The Web is becoming smarter. Tomorrow's Intelligent Web won't just pass raw information between people through search engines and browsers: it will become a packager of knowledge. It will recognize our speech. And it will lose its dependence on wires, becoming ever more useful as it delivers knowledge to anyone, anytime, anywhere. While progress is being made in wireless mobile devices, speech recognition, and intelligent software, the Intelligent Wireless Web will require the integration of all these advances, and more. This book reveals the "big picture," showing how all these disparate technologies will cooperate, where they conflict, and what it will take for professionals to design and build the next-generation Intelligent Web. The authors show how user interfaces will evolve from click to speech; preview next-generation wireless personal area networks; explain how networks will evolve to an integrated wired/wireless infrastructure; cover next-generation mobile IP protocols; review AI improvements that are making the Web far smarter; and show how the Web's architecture is moving from "dumb and static" to "intelligent and dynamic." For all product designers, engineers, software developers, and other technical innovators.
H. Peter Alesso is an engineer with an M.S. and an advanced engineering degree from M.I.T., along with twenty years of research experience at Lawrence Livermore National Laboratory (LLNL). As Engineering Group Leader at LLNL, he led a team of physicists and engineers in a wide range of successful multimillion-dollar software development research projects. Peter has extensive experience with innovative applications across a wide range of supercomputers, workstations and networks. His areas of interest include computer languages, algebras, graphs, and Web application software. He has published several software titles and numerous scientific journal and conference articles.

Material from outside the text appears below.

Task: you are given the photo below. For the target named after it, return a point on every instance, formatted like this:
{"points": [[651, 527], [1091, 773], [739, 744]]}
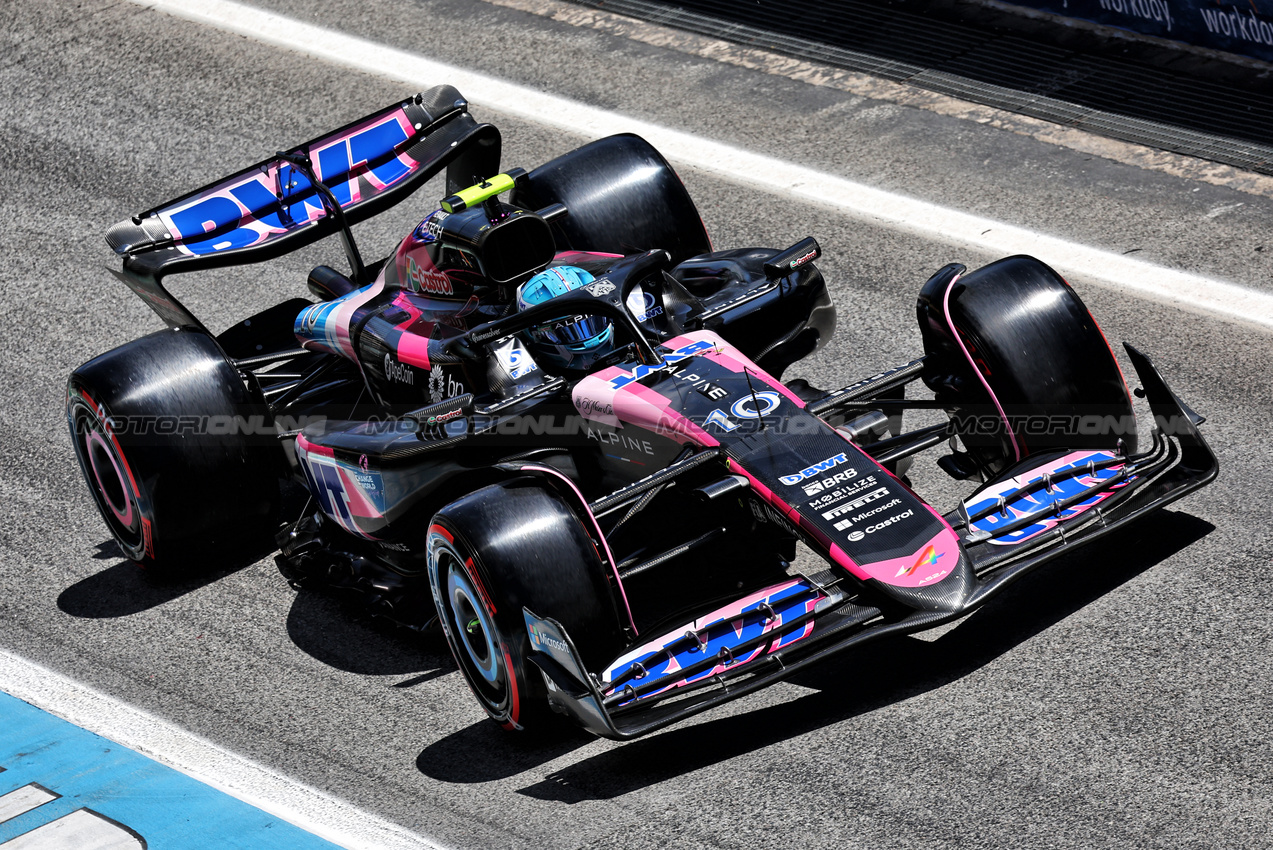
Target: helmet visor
{"points": [[576, 330]]}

Craig Smith, PhD., is an engineer with thirty years of experience in research and development and application of advanced technologies. He is currently Deputy Associate Director of the Energy and Environment Directorate at Lawrence Livermore National Laboratory. He is responsible for a wide range of multimillion-dollar projects and he is a collaborator on several international research initiatives. His areas of interest include sensors, robotics, and automated systems; information technology applications; and future energy systems. He has published numerous scientific journal and conference articles on advanced engineering topics. Dr. Smith received his Ph.D. in Nuclear Science and Engineering from the University of California, Los Angeles (UCLA) in 1975.